Dündar, Akşener-Demirtaş mesajlaşmasında Akşener’in daha feodal ve sert bir dil kullanmayı tercih ettiğini vurgularken, Davutoğlu’nun, Babacan’dan daha iyi siyaset yaptığına da dikkat çekti: “Babacan’ın partisinin içinde daha şimdiden Tayyip Erdoğan gibi oldu, her şeyi kendi ekseninde götürüyor eleştirilerini duymaya başladık. Seçmende de belirgin bir heyecan yaratmadı.”
‘Zaman dost biriktirme zamanı, öncelik İsrail olmalı’
Prof. Dr. Poyraz Gürson ise, Pompeo’nun Kıbrıs Rum Kesimi’ni ziyaretini ve Doğu Akdeniz’de son durumu değerlendirdi. Gürson, Körfez ülkeleri ile art arda anlaşmalar imzalayan İsrail ile Türkiye’nin hızla barışması gerektiğini hatırlattı:
‘Netflix ortaya ürün yapıyor, içeride çok özensiz’
Televizyonlarda yeni sezonu yorumlayan Medyaradar.com yazarı Murat Tolga Şen ise genel anlamda insanların artık TV izlemediğini, dizilerin çok uzun ve klişe bir şablona oturduğunu belirtti. Şen, yeni sezonun konuşulan dizilerini şu sözlerle yorumladı:
“Kırmızı Oda, Masumlar Apartmanı bunlar Gülseren Budayıcıoğlu’nun ‘psikolog-terapist’ seanslarının ekrana yansıtılmış hali. Burada etik olarak tartışılır bir durum var ama en azından mesela şiddet söz konusu olduğunda güçlü ve yeni bir şey yapılıyor. Erkek seyirci bu dizide kendini görür ve yüzleşirse mesela, bu çok eğitici olur ve iyi olur. Ne kadar doğru şeyler izlersek TV’de, o kadar iyiye gideriz belki.”

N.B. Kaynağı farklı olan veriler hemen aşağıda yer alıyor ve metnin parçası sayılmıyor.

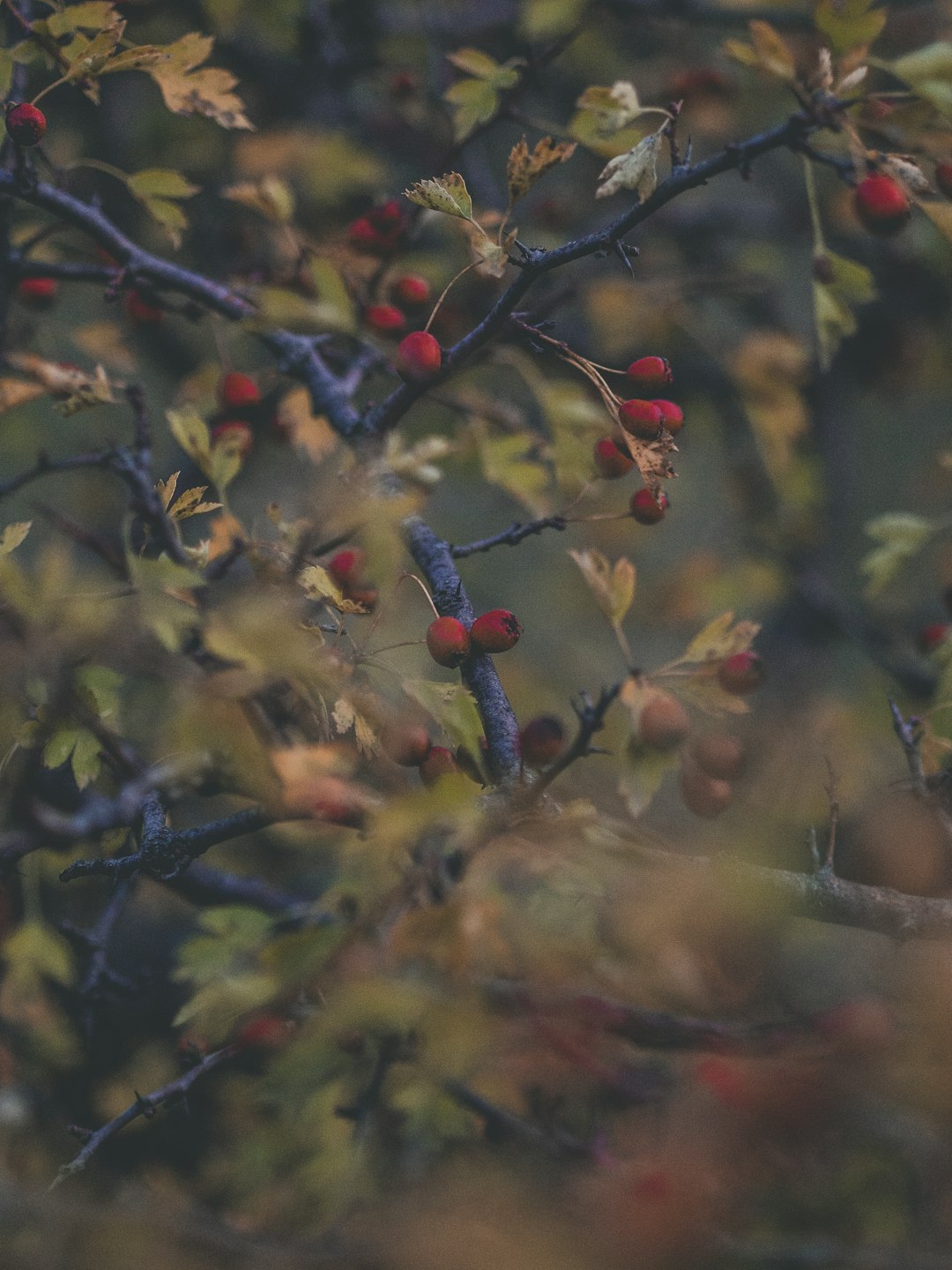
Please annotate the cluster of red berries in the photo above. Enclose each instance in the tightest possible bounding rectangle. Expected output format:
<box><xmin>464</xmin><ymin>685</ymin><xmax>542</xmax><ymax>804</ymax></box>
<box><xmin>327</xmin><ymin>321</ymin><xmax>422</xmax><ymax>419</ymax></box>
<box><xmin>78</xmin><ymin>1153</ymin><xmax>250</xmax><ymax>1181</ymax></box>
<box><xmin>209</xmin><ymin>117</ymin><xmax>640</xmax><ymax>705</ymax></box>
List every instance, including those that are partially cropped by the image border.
<box><xmin>638</xmin><ymin>652</ymin><xmax>762</xmax><ymax>819</ymax></box>
<box><xmin>592</xmin><ymin>357</ymin><xmax>684</xmax><ymax>525</ymax></box>
<box><xmin>6</xmin><ymin>101</ymin><xmax>46</xmax><ymax>146</ymax></box>
<box><xmin>381</xmin><ymin>724</ymin><xmax>472</xmax><ymax>788</ymax></box>
<box><xmin>427</xmin><ymin>609</ymin><xmax>522</xmax><ymax>669</ymax></box>
<box><xmin>211</xmin><ymin>370</ymin><xmax>262</xmax><ymax>459</ymax></box>
<box><xmin>326</xmin><ymin>548</ymin><xmax>377</xmax><ymax>609</ymax></box>
<box><xmin>346</xmin><ymin>198</ymin><xmax>407</xmax><ymax>255</ymax></box>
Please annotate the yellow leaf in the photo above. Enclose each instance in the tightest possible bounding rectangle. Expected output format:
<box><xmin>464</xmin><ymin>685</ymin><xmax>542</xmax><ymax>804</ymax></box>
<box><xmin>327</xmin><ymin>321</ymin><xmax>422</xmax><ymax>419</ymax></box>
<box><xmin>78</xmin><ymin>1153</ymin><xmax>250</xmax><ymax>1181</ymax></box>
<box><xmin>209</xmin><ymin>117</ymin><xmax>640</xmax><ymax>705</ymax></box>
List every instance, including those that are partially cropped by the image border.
<box><xmin>750</xmin><ymin>21</ymin><xmax>797</xmax><ymax>81</ymax></box>
<box><xmin>507</xmin><ymin>138</ymin><xmax>576</xmax><ymax>203</ymax></box>
<box><xmin>569</xmin><ymin>548</ymin><xmax>636</xmax><ymax>626</ymax></box>
<box><xmin>595</xmin><ymin>132</ymin><xmax>661</xmax><ymax>203</ymax></box>
<box><xmin>404</xmin><ymin>171</ymin><xmax>472</xmax><ymax>221</ymax></box>
<box><xmin>147</xmin><ymin>32</ymin><xmax>254</xmax><ymax>130</ymax></box>
<box><xmin>298</xmin><ymin>564</ymin><xmax>344</xmax><ymax>606</ymax></box>
<box><xmin>0</xmin><ymin>520</ymin><xmax>33</xmax><ymax>555</ymax></box>
<box><xmin>679</xmin><ymin>612</ymin><xmax>761</xmax><ymax>661</ymax></box>
<box><xmin>814</xmin><ymin>0</ymin><xmax>886</xmax><ymax>53</ymax></box>
<box><xmin>165</xmin><ymin>407</ymin><xmax>212</xmax><ymax>467</ymax></box>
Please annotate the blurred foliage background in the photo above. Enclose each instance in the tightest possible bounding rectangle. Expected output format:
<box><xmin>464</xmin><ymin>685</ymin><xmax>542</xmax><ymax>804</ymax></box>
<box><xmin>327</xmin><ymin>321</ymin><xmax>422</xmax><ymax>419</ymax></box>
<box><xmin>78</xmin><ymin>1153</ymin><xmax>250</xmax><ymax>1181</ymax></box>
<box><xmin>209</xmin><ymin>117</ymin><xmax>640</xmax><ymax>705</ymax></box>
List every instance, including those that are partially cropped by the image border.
<box><xmin>0</xmin><ymin>0</ymin><xmax>952</xmax><ymax>1270</ymax></box>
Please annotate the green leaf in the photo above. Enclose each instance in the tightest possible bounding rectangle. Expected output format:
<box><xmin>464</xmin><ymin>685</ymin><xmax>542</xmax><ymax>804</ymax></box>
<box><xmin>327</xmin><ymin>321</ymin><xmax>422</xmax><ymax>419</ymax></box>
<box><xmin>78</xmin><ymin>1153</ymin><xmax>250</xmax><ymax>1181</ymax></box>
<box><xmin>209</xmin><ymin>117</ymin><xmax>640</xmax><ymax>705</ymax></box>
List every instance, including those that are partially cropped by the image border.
<box><xmin>404</xmin><ymin>171</ymin><xmax>472</xmax><ymax>221</ymax></box>
<box><xmin>443</xmin><ymin>80</ymin><xmax>499</xmax><ymax>141</ymax></box>
<box><xmin>859</xmin><ymin>512</ymin><xmax>941</xmax><ymax>595</ymax></box>
<box><xmin>404</xmin><ymin>679</ymin><xmax>484</xmax><ymax>762</ymax></box>
<box><xmin>814</xmin><ymin>0</ymin><xmax>886</xmax><ymax>53</ymax></box>
<box><xmin>888</xmin><ymin>41</ymin><xmax>952</xmax><ymax>116</ymax></box>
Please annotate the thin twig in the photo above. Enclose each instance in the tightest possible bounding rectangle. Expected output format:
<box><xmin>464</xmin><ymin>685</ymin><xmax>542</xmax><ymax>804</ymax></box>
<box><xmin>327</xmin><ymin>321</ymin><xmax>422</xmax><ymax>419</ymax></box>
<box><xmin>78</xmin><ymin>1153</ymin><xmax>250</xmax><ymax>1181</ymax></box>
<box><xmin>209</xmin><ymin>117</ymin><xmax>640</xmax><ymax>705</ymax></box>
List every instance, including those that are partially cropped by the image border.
<box><xmin>49</xmin><ymin>1045</ymin><xmax>240</xmax><ymax>1190</ymax></box>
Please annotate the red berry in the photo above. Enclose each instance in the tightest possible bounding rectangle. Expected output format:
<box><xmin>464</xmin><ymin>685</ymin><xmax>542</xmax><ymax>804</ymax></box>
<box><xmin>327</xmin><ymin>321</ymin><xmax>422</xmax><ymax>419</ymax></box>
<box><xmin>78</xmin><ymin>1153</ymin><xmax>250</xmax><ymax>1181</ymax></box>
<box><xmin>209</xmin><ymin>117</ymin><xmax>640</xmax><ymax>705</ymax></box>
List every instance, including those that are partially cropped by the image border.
<box><xmin>626</xmin><ymin>357</ymin><xmax>674</xmax><ymax>390</ymax></box>
<box><xmin>427</xmin><ymin>617</ymin><xmax>471</xmax><ymax>670</ymax></box>
<box><xmin>381</xmin><ymin>724</ymin><xmax>430</xmax><ymax>767</ymax></box>
<box><xmin>628</xmin><ymin>487</ymin><xmax>672</xmax><ymax>525</ymax></box>
<box><xmin>651</xmin><ymin>401</ymin><xmax>684</xmax><ymax>436</ymax></box>
<box><xmin>592</xmin><ymin>437</ymin><xmax>635</xmax><ymax>480</ymax></box>
<box><xmin>681</xmin><ymin>754</ymin><xmax>733</xmax><ymax>820</ymax></box>
<box><xmin>326</xmin><ymin>548</ymin><xmax>367</xmax><ymax>586</ymax></box>
<box><xmin>17</xmin><ymin>278</ymin><xmax>60</xmax><ymax>309</ymax></box>
<box><xmin>126</xmin><ymin>291</ymin><xmax>165</xmax><ymax>326</ymax></box>
<box><xmin>618</xmin><ymin>398</ymin><xmax>661</xmax><ymax>441</ymax></box>
<box><xmin>364</xmin><ymin>305</ymin><xmax>406</xmax><ymax>335</ymax></box>
<box><xmin>638</xmin><ymin>692</ymin><xmax>690</xmax><ymax>750</ymax></box>
<box><xmin>470</xmin><ymin>609</ymin><xmax>522</xmax><ymax>653</ymax></box>
<box><xmin>6</xmin><ymin>101</ymin><xmax>46</xmax><ymax>146</ymax></box>
<box><xmin>919</xmin><ymin>623</ymin><xmax>952</xmax><ymax>653</ymax></box>
<box><xmin>519</xmin><ymin>715</ymin><xmax>565</xmax><ymax>767</ymax></box>
<box><xmin>690</xmin><ymin>731</ymin><xmax>744</xmax><ymax>781</ymax></box>
<box><xmin>935</xmin><ymin>162</ymin><xmax>952</xmax><ymax>198</ymax></box>
<box><xmin>212</xmin><ymin>419</ymin><xmax>255</xmax><ymax>459</ymax></box>
<box><xmin>853</xmin><ymin>173</ymin><xmax>912</xmax><ymax>237</ymax></box>
<box><xmin>234</xmin><ymin>1013</ymin><xmax>294</xmax><ymax>1050</ymax></box>
<box><xmin>393</xmin><ymin>273</ymin><xmax>430</xmax><ymax>305</ymax></box>
<box><xmin>718</xmin><ymin>653</ymin><xmax>764</xmax><ymax>698</ymax></box>
<box><xmin>420</xmin><ymin>745</ymin><xmax>459</xmax><ymax>785</ymax></box>
<box><xmin>396</xmin><ymin>330</ymin><xmax>443</xmax><ymax>384</ymax></box>
<box><xmin>219</xmin><ymin>370</ymin><xmax>262</xmax><ymax>410</ymax></box>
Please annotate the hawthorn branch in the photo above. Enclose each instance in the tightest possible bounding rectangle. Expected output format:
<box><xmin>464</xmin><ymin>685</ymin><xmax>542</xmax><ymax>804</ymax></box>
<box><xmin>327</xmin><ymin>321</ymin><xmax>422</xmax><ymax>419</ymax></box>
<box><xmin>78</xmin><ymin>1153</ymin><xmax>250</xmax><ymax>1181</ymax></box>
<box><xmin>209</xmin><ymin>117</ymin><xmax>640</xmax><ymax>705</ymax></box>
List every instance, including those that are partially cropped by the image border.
<box><xmin>529</xmin><ymin>684</ymin><xmax>622</xmax><ymax>803</ymax></box>
<box><xmin>405</xmin><ymin>517</ymin><xmax>522</xmax><ymax>786</ymax></box>
<box><xmin>60</xmin><ymin>791</ymin><xmax>290</xmax><ymax>881</ymax></box>
<box><xmin>363</xmin><ymin>110</ymin><xmax>824</xmax><ymax>434</ymax></box>
<box><xmin>450</xmin><ymin>516</ymin><xmax>569</xmax><ymax>560</ymax></box>
<box><xmin>49</xmin><ymin>1045</ymin><xmax>240</xmax><ymax>1190</ymax></box>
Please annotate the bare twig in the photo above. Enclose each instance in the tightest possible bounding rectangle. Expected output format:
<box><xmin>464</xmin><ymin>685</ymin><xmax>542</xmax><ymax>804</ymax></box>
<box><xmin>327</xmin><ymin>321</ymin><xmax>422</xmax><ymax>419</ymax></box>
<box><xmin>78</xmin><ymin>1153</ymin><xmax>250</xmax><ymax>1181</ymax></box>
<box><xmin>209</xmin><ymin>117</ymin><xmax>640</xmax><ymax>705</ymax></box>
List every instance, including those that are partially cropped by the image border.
<box><xmin>49</xmin><ymin>1045</ymin><xmax>240</xmax><ymax>1190</ymax></box>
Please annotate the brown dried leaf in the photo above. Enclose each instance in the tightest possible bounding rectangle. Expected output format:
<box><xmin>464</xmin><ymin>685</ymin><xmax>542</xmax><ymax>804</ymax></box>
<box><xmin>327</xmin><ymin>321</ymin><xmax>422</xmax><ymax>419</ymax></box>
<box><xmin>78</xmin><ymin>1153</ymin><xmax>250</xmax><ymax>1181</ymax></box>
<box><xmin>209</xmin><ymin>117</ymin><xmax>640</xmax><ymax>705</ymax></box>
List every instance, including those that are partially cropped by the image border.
<box><xmin>507</xmin><ymin>138</ymin><xmax>577</xmax><ymax>205</ymax></box>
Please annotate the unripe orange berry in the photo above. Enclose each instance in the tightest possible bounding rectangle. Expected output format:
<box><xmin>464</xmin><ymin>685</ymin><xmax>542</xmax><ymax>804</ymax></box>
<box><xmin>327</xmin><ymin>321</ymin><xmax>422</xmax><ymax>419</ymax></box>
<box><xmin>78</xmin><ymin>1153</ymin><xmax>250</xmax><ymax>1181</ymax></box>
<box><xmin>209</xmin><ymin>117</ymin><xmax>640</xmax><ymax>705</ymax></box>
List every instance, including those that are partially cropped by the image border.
<box><xmin>651</xmin><ymin>400</ymin><xmax>684</xmax><ymax>436</ymax></box>
<box><xmin>427</xmin><ymin>617</ymin><xmax>471</xmax><ymax>669</ymax></box>
<box><xmin>638</xmin><ymin>692</ymin><xmax>690</xmax><ymax>750</ymax></box>
<box><xmin>212</xmin><ymin>419</ymin><xmax>255</xmax><ymax>459</ymax></box>
<box><xmin>626</xmin><ymin>357</ymin><xmax>674</xmax><ymax>392</ymax></box>
<box><xmin>364</xmin><ymin>305</ymin><xmax>406</xmax><ymax>335</ymax></box>
<box><xmin>618</xmin><ymin>398</ymin><xmax>661</xmax><ymax>441</ymax></box>
<box><xmin>853</xmin><ymin>173</ymin><xmax>912</xmax><ymax>237</ymax></box>
<box><xmin>519</xmin><ymin>715</ymin><xmax>565</xmax><ymax>767</ymax></box>
<box><xmin>396</xmin><ymin>330</ymin><xmax>443</xmax><ymax>384</ymax></box>
<box><xmin>718</xmin><ymin>653</ymin><xmax>764</xmax><ymax>698</ymax></box>
<box><xmin>393</xmin><ymin>273</ymin><xmax>432</xmax><ymax>305</ymax></box>
<box><xmin>219</xmin><ymin>370</ymin><xmax>262</xmax><ymax>410</ymax></box>
<box><xmin>628</xmin><ymin>487</ymin><xmax>670</xmax><ymax>525</ymax></box>
<box><xmin>381</xmin><ymin>724</ymin><xmax>430</xmax><ymax>767</ymax></box>
<box><xmin>690</xmin><ymin>731</ymin><xmax>744</xmax><ymax>781</ymax></box>
<box><xmin>6</xmin><ymin>101</ymin><xmax>46</xmax><ymax>146</ymax></box>
<box><xmin>592</xmin><ymin>437</ymin><xmax>635</xmax><ymax>480</ymax></box>
<box><xmin>420</xmin><ymin>745</ymin><xmax>459</xmax><ymax>785</ymax></box>
<box><xmin>470</xmin><ymin>609</ymin><xmax>522</xmax><ymax>653</ymax></box>
<box><xmin>681</xmin><ymin>754</ymin><xmax>733</xmax><ymax>820</ymax></box>
<box><xmin>17</xmin><ymin>278</ymin><xmax>60</xmax><ymax>309</ymax></box>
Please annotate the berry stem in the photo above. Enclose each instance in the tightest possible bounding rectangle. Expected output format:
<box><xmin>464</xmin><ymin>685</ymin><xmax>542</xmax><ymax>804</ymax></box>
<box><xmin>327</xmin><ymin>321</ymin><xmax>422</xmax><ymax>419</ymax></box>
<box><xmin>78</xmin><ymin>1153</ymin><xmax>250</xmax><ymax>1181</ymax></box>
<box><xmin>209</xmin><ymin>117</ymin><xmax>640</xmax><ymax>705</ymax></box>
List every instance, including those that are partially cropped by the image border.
<box><xmin>423</xmin><ymin>260</ymin><xmax>480</xmax><ymax>334</ymax></box>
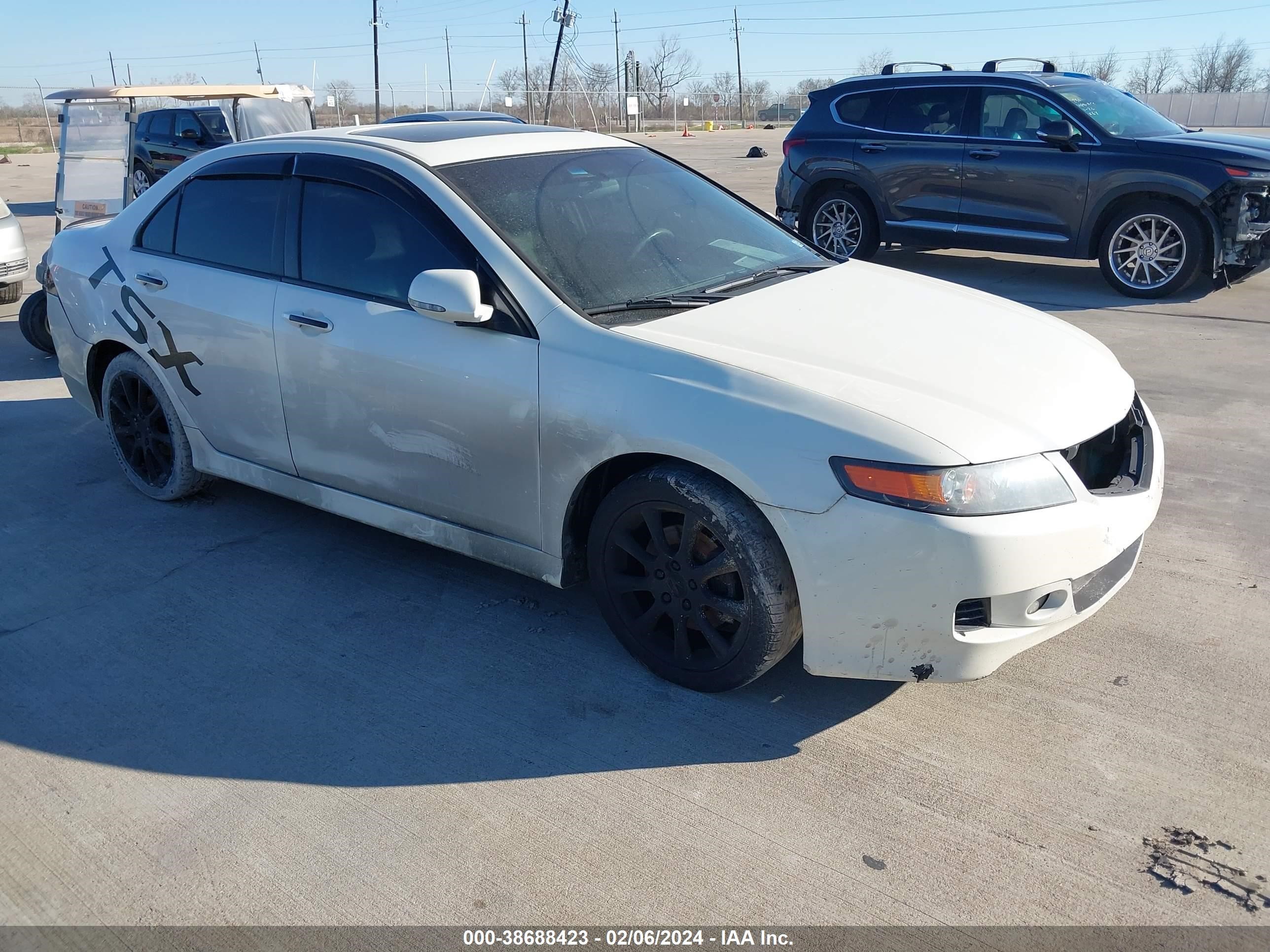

“Geçenlerde baktım 3 tane dizi izliyorum, ama hiçbiri Netflix değil. O bir dünya devi ama güçlü alternatif HBO veya Amazon Prime gelirse oyun değişir. Netflix esnaf lokantası gibi görünüp aslında olmayan ama ucuz yemek satan, bol çeşit az lezzetli bir lokanta gibi. Atiye de Hakan Muhafız gibi ikinci sezonda çok kötüleşti. Netflix Türkiye’de yerli yapımlarda çok özensiz, televizyonların bir benzeri oldu. Piyasa filmleri, TV dokusunda diziler filan. BluTV çok daha iyi işler yapıyor.”